While both are essential aspects of driving change, failing to strike a balance between the two slows us down on the way to a sustainable future. A recent survey of participants in the Sustainability Leadership Programme I run revealed 84% of respondents find themselves consumed by operational work and managing responsibilities, leaving a mere 16% of participants focused on leading.

These statistics paint a clear picture of the overwhelming attention given to day-to-day tasks. Sustainability practitioners identified numerous negative impacts of the dominance of operational and managerial tasks in their workload, including:

  1. Lack of Innovation and Change Opportunities: By spending your time on management and operational tasks, it leaves you little room for blue-sky thinking and innovative strategies — which are at the heart of achieving transformative change in sustainability practices
  2. Decreased Influence and Impact: When you are primarily engaged in managing tasks, you may have limited opportunities to influence key stakeholders and decision-makers, which is crucial to drive sustainability goals.
  3. Diminished Motivation and Slow Progress: The imbalance between managing and leading can lead to a sense of frustration and disillusionment among sustainability leaders, as the heavy emphasis on managing day-to-day operations translates to slow progress of sustainability initiatives.
  4. Lowered Priority for Sustainability: The overwhelming focus on operational tasks often pushes sustainability down the priority pile. Urgent matters take precedence, leaving long-term sustainability goals and initiatives on the back burner.

Source: Catapult


Amidst the demanding nature of sustainability work, finding time to lead can often feel like an uphill battle. Here are some key tactics that successful leaders employ to make time for leading and catalyse progress on sustainability challenges.

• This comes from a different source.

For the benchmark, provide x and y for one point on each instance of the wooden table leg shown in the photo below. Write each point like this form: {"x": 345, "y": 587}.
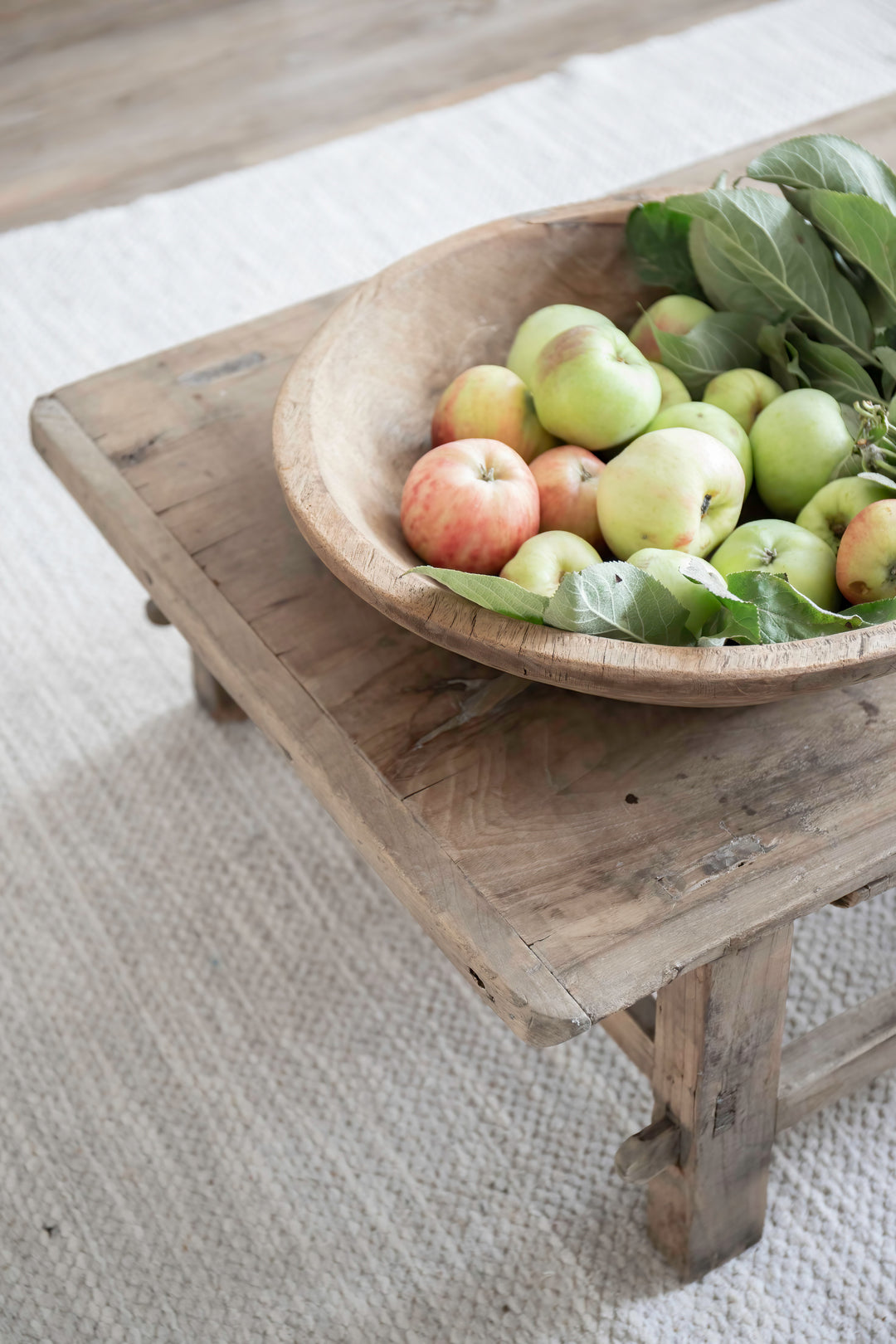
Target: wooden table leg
{"x": 716, "y": 1066}
{"x": 212, "y": 696}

1. Weekly Leadership Meeting: A Date with Yourself

One powerful tactic is to schedule a weekly leadership meeting with yourself. Treat it as a sacred appointment, just as you would with an important client. Call it a ‘strategic leadership meeting’ in your schedule. Plan next week ‘from the future back’ — stepping back from your longer-term impact vision. This design time will allow you to step back from the day-to-day grind and refocus on the bigger picture, ensuring your actions are aligned with your sustainability goals.

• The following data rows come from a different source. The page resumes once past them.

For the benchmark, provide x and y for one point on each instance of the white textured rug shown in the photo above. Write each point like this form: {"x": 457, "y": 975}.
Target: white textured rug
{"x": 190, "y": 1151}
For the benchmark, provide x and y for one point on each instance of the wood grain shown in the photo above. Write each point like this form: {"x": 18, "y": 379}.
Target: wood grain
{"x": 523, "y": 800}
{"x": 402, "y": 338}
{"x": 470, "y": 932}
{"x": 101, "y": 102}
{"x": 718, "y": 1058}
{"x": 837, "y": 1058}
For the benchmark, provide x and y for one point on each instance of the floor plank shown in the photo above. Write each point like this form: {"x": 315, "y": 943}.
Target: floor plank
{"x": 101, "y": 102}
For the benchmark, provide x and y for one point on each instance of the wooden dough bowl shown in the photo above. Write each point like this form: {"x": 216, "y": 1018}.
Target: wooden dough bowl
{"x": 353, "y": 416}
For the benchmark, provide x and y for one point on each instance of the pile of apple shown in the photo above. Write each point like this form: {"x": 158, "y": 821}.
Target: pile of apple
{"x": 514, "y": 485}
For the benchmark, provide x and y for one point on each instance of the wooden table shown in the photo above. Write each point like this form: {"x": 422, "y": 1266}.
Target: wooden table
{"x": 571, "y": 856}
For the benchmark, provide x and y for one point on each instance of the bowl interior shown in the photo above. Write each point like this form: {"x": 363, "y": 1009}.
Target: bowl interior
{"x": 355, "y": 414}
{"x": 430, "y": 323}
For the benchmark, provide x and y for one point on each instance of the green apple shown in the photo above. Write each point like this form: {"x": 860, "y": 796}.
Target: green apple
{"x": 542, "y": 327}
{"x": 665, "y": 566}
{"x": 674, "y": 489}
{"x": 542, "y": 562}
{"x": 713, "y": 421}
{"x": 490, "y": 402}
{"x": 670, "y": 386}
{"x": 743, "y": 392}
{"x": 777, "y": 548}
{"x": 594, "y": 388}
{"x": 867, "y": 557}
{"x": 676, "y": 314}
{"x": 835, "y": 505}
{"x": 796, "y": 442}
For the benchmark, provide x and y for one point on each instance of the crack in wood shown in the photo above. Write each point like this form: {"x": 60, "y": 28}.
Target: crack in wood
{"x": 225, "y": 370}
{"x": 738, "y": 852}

2. Embrace “Frogs First” Approach

“If it’s your job to eat a frog, it’s best to do it first thing in the morning. And if it’s your job to eat two frogs, it’s best to eat the biggest one first.” — Mark Twain

The “eating the frogs first” principle is a game-changer when it comes to time management. Identify the task which is the most important, and start your day by tackling this critical task — the “frog” — first, rather than getting lost in a sea of less important tasks. Tackle this task before opening your emails — this will empower you to make tangible progress towards sustainability goals before other demands consume your time and energy.

3. Delegate and Empower

As a sustainability leader, it’s essential to recognise that you don’t have to carry the weight of the world on your shoulders. Delegate tasks to capable team members, empowering them to take ownership. By building a culture of trust and collaboration, you create space for yourself to focus on leadership activities that drive sustainable change.

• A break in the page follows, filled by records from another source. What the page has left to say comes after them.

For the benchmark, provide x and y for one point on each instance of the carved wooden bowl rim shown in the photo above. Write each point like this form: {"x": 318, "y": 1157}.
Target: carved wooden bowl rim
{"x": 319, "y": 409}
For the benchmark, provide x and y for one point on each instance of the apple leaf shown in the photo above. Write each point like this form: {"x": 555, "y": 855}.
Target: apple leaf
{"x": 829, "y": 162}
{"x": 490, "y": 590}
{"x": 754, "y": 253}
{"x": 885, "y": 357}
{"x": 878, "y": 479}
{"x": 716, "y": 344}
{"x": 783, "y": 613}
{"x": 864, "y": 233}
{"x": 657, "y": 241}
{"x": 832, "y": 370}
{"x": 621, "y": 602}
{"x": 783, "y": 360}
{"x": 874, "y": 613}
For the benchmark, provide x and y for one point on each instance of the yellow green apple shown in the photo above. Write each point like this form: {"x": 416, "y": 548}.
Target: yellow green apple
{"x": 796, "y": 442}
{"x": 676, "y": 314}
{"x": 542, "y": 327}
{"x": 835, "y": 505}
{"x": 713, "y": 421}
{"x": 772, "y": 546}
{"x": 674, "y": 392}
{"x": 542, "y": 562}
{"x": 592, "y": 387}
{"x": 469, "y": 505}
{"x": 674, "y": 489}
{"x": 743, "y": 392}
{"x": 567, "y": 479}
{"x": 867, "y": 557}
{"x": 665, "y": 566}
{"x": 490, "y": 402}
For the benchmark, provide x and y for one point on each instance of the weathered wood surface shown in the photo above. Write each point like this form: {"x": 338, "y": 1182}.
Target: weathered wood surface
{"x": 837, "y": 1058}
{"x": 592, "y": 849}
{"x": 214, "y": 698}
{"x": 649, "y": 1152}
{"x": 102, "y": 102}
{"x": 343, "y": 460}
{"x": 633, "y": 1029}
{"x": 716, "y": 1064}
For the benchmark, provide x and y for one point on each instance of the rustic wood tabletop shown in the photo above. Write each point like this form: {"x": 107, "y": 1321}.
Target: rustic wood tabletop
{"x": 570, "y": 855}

4. Cultivate Key Habits of Successful Leaders

Successful leaders possess certain habits that foster their effectiveness. Consider integrating the following practices into your routine:

  • Continuous Learning: Make learning a priority by staying updated on the latest sustainability trends, best practices, and innovations. Engage in professional development opportunities and connect with peers to expand your knowledge base and enhance your leadership capabilities.
  • Networking and Collaboration: By building a network of sustainability professionals, you can collaborate on projects and share insights, gaining fresh perspectives and leveraging the power of collaboration for greater impact.
  • Time for Reflection: Create space to evaluate your leadership style and identify areas for growth and improvement. Introspection can help you become a more self-aware and effective sustainability leader.

Leaders Like You by Nick Sceats & Andrea Thompson

The failure to distinguish managing and leading in sustainability leadership has far-reaching impacts. As revealed by input from Sustainability Leadership Programme participants, an imbalanced allocation of time impedes innovation, slows progress, dilutes strategic focus, and diminishes the ability to influence change.


Making time to lead is a vital ingredient for driving positive sustainability change. By implementing key tactics such as weekly leadership meetings and embracing the “frogs first” approach, you can reclaim time for leadership activities that propel sustainable progress.